The pgml extension for PostgreSQL, part of PostgresML, enables machine learning capabilities directly within your database, such as generating text embeddings for semantic search. Running PostgresML in a Docker container simplifies setup and ensures a consistent environment. This guide walks you through pulling the PostgresML Docker image, configuring a container, enabling the pgml and vector extensions, and using them to embed and search article data—perfect for applications like e-commerce content search. We assume Docker is already installed on your system (e.g., Ubuntu 24.04).
Features of the pgml Extension
The pgml extension empowers PostgreSQL with advanced machine learning capabilities, allowing seamless integration of AI functionalities using SQL. Here are key features that enhance its utility for developers and data professionals:
* Embedded Machine Learning: Execute ML models directly in PostgreSQL, eliminating external dependencies and simplifying data workflows for tasks like predictions and embeddings.
* Text Embedding Creation: Generate semantic vector embeddings from text using models like sentence-transformers/all-MiniLM-L6-v2, enabling intelligent search and recommendation systems.
* Efficient Vector Search: Leverage pgvector integration to store and query embeddings with fast similarity searches, optimized for large-scale datasets.
* NLP Capabilities: Perform tasks like sentiment analysis, text classification, and translation using pre-trained models, accessible via simple SQL functions.
* High-Speed Processing: Utilize GPU acceleration for rapid model inference and embedding generation, boosting performance for real-time applications.
* Scalable and Secure: Handle high transaction volumes with PostgreSQL’s robustness while keeping data secure by processing within the database environment.
These features make pgml a versatile tool for building AI-driven applications, such as enhanced search functionalities and personalized content delivery, directly within PostgreSQL.
Step 1: Pull the PostgresML Docker Image
Start by pulling the official PostgresML Docker image from GitHub Container Registry. The 2.7.12 tag is stable and includes PostgreSQL 15 with the pgml extension pre-installed.
docker pull ghcr.io/postgresml/postgresml:2.7.12
Verify the image:
docker images
You should see:
REPOSITORY TAG IMAGE ID CREATED SIZE
ghcr.io/postgresml/postgresml 2.7.12 xxxxxxxxxxxx X days ago 1.2GB
Step 2: Create a Docker Volume
To persist PostgreSQL data across container restarts, create a Docker volume named pgml_data.
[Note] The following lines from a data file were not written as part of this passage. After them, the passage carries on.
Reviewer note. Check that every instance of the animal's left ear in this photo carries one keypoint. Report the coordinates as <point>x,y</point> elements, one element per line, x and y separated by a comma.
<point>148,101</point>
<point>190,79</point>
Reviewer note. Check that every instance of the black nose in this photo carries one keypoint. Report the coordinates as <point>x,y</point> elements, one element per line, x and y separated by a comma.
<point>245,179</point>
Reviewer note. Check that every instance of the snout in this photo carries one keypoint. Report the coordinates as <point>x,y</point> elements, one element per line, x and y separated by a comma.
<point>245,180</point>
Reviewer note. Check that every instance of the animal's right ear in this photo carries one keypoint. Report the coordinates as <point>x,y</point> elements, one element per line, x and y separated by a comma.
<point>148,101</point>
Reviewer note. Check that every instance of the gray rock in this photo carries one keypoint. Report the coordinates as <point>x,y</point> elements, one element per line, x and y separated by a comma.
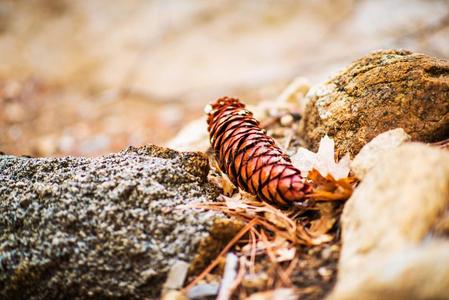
<point>390,249</point>
<point>381,91</point>
<point>370,154</point>
<point>103,227</point>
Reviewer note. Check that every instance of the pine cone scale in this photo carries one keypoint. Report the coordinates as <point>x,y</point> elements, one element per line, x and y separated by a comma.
<point>250,158</point>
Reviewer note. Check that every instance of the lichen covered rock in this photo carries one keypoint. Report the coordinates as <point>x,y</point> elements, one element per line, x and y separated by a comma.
<point>379,92</point>
<point>105,227</point>
<point>394,229</point>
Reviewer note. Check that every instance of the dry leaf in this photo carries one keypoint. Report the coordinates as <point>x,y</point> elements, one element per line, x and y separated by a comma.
<point>277,294</point>
<point>323,160</point>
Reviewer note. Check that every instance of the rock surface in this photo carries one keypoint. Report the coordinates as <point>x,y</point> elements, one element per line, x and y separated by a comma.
<point>388,229</point>
<point>103,227</point>
<point>372,152</point>
<point>379,92</point>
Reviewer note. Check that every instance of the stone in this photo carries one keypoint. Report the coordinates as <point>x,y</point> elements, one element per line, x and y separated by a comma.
<point>389,248</point>
<point>381,91</point>
<point>105,227</point>
<point>370,154</point>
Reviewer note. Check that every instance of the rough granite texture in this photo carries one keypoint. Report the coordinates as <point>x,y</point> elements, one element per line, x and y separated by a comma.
<point>381,91</point>
<point>101,227</point>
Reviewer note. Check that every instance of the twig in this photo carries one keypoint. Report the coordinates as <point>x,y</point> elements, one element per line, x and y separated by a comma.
<point>224,251</point>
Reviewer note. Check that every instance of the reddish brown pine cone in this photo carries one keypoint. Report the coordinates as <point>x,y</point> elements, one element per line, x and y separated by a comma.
<point>251,158</point>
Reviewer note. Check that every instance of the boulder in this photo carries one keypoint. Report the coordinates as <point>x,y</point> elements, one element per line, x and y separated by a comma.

docker volume create pgml_data
Check the volume:
docker volume ls
Output:
DRIVER VOLUME NAME
local pgml_data
Step 3: Run the PostgresML Container
Launch the container, mapping the volume to /var/lib/postgresql, exposing PostgreSQL on port 5434 (to avoid conflicts with local PostgreSQL on 5432), and the PostgresML dashboard on port 8000. Set a secure password for the postgres user.
docker run -d \
--name pgml_postgres \
-v pgml_data:/var/lib/postgresql \
-p 5434:5432 \
-p 8000:8000 \
-e POSTGRES_PASSWORD=cool \
ghcr.io/postgresml/postgresml:2.7.12
Verify the container is running:
docker ps
Expected:
CONTAINER ID IMAGE COMMAND CREATED STATUS PORTS NAMES
xxxxxxxxxxxx ghcr.io/postgresml/postgresml:2.7.12 "/usr/local/bin/dock..." Seconds ago Up seconds 0.0.0.0:5434->5432/tcp, 0.0.0.0:8000->8000/tcp pgml_postgres
Check logs to confirm startup:
docker logs pgml_postgres
Look for:
Starting PostgreSQL 15 database server ... done.
Starting dashboard
If the container exits (e.g., Exited (128)), you need to provide a command that keeps the container running. :
docker rm -f pgml_postgres
docker run -d \
--name pgml_postgres \
-v pgml_data:/var/lib/postgresql \
-p 5434:5432 \
-p 8000:8000 \
-e POSTGRES_PASSWORD=cool \
ghcr.io/postgresml/postgresml:2.7.12 \
tail -f /dev/null
The tail -f /dev/null command will keep the container running indefinitely.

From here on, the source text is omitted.